Oracle, from the top down, has always been thought of as a take-no-prisoners marketing organization. Feisty, aggressive, even combative – and often tone-deaf when it comes to PR messages. But last week, they made an unexpected decision to waive extended support fees for a series of their products (official release here.) Against the backdrop of a raging software industry debate over maintenance costs, this was a sweet and pleasing note to Oracle’s customers, and stands in stark contrast to, say, SAP’s ongoing battle to defend its price hike for maintenance.

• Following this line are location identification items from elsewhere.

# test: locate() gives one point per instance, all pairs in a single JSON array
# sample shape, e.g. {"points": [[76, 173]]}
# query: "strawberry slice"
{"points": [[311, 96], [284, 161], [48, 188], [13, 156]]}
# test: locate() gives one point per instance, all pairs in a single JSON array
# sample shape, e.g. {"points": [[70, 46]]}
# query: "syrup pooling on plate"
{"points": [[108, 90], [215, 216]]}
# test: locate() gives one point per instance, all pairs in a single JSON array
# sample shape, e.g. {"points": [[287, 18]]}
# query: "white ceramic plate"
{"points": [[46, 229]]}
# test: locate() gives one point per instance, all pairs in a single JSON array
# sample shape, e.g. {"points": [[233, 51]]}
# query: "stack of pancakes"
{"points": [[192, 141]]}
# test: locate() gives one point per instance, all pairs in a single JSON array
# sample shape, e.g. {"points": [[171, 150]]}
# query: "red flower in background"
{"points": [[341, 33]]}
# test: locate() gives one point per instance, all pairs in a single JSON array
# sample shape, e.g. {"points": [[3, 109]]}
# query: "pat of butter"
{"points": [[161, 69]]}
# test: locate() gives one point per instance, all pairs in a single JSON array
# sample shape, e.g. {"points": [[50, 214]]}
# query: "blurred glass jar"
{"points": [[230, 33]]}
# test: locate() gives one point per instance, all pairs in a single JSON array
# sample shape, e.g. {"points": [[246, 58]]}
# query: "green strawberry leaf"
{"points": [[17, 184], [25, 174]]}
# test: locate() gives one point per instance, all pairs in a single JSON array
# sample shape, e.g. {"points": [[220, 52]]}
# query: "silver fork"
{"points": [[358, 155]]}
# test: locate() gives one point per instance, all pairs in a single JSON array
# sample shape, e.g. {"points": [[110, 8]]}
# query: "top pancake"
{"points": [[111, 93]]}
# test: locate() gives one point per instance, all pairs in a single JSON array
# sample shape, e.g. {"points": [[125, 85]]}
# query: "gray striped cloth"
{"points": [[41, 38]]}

Ray Wang, who has been a passionate advocate for rethinking the value of software maintenance, offers a thoughtful look at the announcement and some of the issues it raises here. Cynics may point to the delays in some of the products’ upgrade or integration schedules, but the fact is, there is nothing unusual about delays in the software industry. What is unusual is that Oracle confronted it, and chose to do something visibly helpful to its customers.
And yes, there’s a little cynic in me too – I can’t help but observe that as SAP’s customers are assembling in Orlando for Sapphire, their biggest gathering of the year, Oracle has grabbed a little press about this. SAP’s news, by contrast, has been about making commitments to SAP User Group Executive Network (Sugen), a global federation of 12 key SAP user groups, about how SAP will be required to meet key performance indicators before it can execute on a planned raising of its maintenance costs to 22%. A quick scan of press coverage shows journalists painting this as a reluctant move, even a defeat, for SAP. And Rimini Street has promptly moved to add SAP support – at lower prices, of course – to its offerings.
Coverage of Oracle’s move, by contrast, features headlines about “giving customers a break,” although cooler heads are beginning to prevail and drill in deeper. Nonetheless, one has to ask: who’s tone deaf now?